Auch wenn der bislang ungewöhnlich feuchte Herbst anderes vermuten lässt: Mallorca und die Nachbarinseln sehen einer zunehmend trockenen Zukunft entgegen. 85 Prozent der Balearen befinden sich laut einem neuen wissenschaftlichen Atlas in einem "fortschreitenden Prozess der Wüstenbildung" – ein Wert, der die Inselgruppe an den Rand eines "ökologischen Kollaps" bringe, warnen Forscher.
Das geht aus dem ersten umfassenden Atlas zur Wüstenbildung in Spanien (Atlas de la Desertificación en España) hervor, den mehrere Dutzend Wissenschaftler von Universitäten und des staatlichen Forschungsrats CSIC erstellt haben. Das Dokument soll nach Darstellung der MM-Schwesterzeitung "Ultima Hora" Entscheidungsträgern als Grundlage für politisches Handeln dienen. Die Zahlen sind alarmierend: 40 Prozent des spanischen Territoriums seien von Wüstenbildung betroffen, verursacht durch "menschliche Aktivitäten in Landwirtschaft, Viehzucht und Tourismus".
Die Projektkoordinatoren Jaime Martínez Valderrama (CSIC) und der Klimatologe Jorge Olcina von der Universität Alicante stellten die Studie am Donnerstag in Alicante vor. Ihre Analyse basiert auf Daten aus dem Jahr 2020 und nutzt einen speziellen Algorithmus, der Degradierungsmerkmale in Grundwasser, Feuchtgebieten und Bodenbeschaffenheit auswertet.
Das Ergebnis: Insgesamt sind 206.203 Quadratkilometer der etwas mehr als 500.000 Quadratkilometer Spaniens von Desertifikation bedroht – das entspricht 60,94 Prozent der Trockengebiete des Landes. Zum Vergleich: Die vier größten deutschen Bundesländer (Bayern, Niedersachen, Baden-Württemberg und NRW) kommen zusammen auf 187.000 Quadratkilometer.
Am stärksten betroffen sind neben den Balearen die Kanarischen Inseln, der Südosten der iberischen Halbinsel, die Region La Mancha, die südliche Extremadura sowie Teile der Weinbaugebiete in Kastilien-León und La Rioja.

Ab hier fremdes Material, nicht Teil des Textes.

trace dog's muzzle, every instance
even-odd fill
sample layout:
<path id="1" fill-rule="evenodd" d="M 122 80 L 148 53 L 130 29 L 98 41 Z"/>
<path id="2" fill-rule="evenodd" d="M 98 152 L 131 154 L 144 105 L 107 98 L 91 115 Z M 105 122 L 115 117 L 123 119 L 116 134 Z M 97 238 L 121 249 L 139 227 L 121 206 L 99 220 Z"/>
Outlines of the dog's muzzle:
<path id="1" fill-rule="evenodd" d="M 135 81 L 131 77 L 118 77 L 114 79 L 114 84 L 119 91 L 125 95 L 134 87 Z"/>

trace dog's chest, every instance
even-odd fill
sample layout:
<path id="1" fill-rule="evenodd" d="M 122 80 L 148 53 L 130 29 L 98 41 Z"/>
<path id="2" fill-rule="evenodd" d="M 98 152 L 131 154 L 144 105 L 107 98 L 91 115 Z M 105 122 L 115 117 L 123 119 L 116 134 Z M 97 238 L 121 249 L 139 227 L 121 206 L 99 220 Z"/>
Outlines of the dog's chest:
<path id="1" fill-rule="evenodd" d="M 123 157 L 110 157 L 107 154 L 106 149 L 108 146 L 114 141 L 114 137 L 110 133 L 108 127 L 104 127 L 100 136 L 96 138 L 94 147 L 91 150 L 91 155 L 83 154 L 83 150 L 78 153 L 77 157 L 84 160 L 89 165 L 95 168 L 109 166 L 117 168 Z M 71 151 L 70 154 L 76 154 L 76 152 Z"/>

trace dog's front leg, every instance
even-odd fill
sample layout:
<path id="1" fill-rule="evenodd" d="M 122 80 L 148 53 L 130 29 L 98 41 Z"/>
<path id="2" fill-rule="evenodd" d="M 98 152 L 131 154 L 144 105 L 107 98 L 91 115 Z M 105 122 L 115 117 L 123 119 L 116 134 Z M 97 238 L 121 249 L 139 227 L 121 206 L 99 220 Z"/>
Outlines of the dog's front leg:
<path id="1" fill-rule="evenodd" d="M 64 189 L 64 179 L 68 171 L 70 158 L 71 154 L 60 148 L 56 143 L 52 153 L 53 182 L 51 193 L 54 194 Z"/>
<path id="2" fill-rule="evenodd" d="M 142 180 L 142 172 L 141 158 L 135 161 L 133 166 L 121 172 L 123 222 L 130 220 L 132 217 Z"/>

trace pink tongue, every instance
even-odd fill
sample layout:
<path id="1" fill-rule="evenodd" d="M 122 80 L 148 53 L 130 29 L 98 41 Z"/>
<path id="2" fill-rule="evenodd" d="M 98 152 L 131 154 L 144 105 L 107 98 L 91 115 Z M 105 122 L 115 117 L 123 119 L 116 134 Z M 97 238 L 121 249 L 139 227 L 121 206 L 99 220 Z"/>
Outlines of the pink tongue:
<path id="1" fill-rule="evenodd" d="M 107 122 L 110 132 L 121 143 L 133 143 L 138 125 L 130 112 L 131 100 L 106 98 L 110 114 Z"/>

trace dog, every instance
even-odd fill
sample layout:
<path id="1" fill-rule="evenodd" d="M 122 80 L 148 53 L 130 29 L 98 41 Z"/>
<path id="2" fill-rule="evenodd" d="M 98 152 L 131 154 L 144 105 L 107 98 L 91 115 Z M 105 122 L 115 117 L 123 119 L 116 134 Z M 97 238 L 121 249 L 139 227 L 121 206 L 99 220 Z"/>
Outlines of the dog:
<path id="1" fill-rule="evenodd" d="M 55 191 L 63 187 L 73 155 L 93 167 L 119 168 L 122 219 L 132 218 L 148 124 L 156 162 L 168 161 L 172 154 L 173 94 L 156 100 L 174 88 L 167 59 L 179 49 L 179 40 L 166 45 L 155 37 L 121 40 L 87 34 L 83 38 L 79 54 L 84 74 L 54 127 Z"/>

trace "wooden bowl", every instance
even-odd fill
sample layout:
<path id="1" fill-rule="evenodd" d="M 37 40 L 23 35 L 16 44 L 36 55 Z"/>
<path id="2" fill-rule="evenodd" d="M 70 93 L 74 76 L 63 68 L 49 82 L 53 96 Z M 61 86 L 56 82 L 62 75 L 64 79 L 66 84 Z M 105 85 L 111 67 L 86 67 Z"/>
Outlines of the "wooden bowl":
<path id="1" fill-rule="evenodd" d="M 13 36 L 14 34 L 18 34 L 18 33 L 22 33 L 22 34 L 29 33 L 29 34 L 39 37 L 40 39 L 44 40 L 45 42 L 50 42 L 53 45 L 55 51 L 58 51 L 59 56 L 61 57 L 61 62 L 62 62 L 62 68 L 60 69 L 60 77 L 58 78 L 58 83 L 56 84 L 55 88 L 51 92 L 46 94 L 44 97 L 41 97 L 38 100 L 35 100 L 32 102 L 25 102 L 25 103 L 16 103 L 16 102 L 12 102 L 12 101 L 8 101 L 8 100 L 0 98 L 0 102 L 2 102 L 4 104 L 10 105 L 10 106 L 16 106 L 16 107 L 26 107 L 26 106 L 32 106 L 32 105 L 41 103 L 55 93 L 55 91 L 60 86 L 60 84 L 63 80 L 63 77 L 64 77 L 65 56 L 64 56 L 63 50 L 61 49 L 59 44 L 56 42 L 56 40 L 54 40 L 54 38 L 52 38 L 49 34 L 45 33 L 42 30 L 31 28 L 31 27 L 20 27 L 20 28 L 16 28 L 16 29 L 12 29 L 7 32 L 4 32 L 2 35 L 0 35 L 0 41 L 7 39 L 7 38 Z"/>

Auch das Ebro- und Guadalquivir-Tal weisen der Studie zufolge erhebliche Degradierung auf.
Besonders drastisch zeigt sich die Situation in der Provinz Alicante: Von 5.796 Quadratkilometern sind 4.641 Trockengebiet – und davon unterliegen 98,9 Prozent der Wüstenbildung. In der Region Murcia gilt dies sogar für 99,8 Prozent des Territoriums. Am anderen Ende der Skala stehen die an den Atlantik grenzenden Regionen Kantabrien, Galicien und Asturien – jeweils ohne nennenswerte Trockengebiete.
"Vier von fünf Spaniern leben in ariden Zonen, viele angezogen von den vermeintlich milderen klimatischen Bedingungen", erklärte Martínez Valderrama. Er verwies auf die "zentrale Bedeutung des Wassermanagements" – ein Rohstoff, der weltweit bereits "rund 50 internationale Konflikte zwischen Staaten" auf allen Kontinenten ausgelöst habe.
Die Wissenschaftler sehen "keine einfache Lösung" für die Wasserprobleme des Landes. Vielmehr sei ein multidisziplinärer Ansatz nötig, der die Wiederverwendung von Abwasser, die Verbesserung der Versorgungsnetze zur Vermeidung von Verlusten, Entsalzungsanlagen und Kanäle kombiniere. Ein konkreter Vorschlag: Von den 4.000 Kubikkilometern Wasser, die in städtischen Gebieten verbraucht werden, könnten derzeit nur 500 – also zwölf Prozent – ein zweites Mal genutzt werden. Eine Erhöhung dieser Quote könnte die Grundwasservorkommen entlasten.
Der Atlas umfasst 66 Karten zu Klima, Wasser, Boden, Waldbestand, Biodiversität und sozialen Faktoren. Olcina zeigte sich zuversichtlich, dass diese Daten "ein nützliches Werkzeug" für politische Entscheidungen sein könnten. Das Projekt wurde von der Stiftung für Biodiversität des spanischen Umweltministeriums im Rahmen des EU-finanzierten Aufbau- und Resilienzplans unterstützt und ist online zugänglich.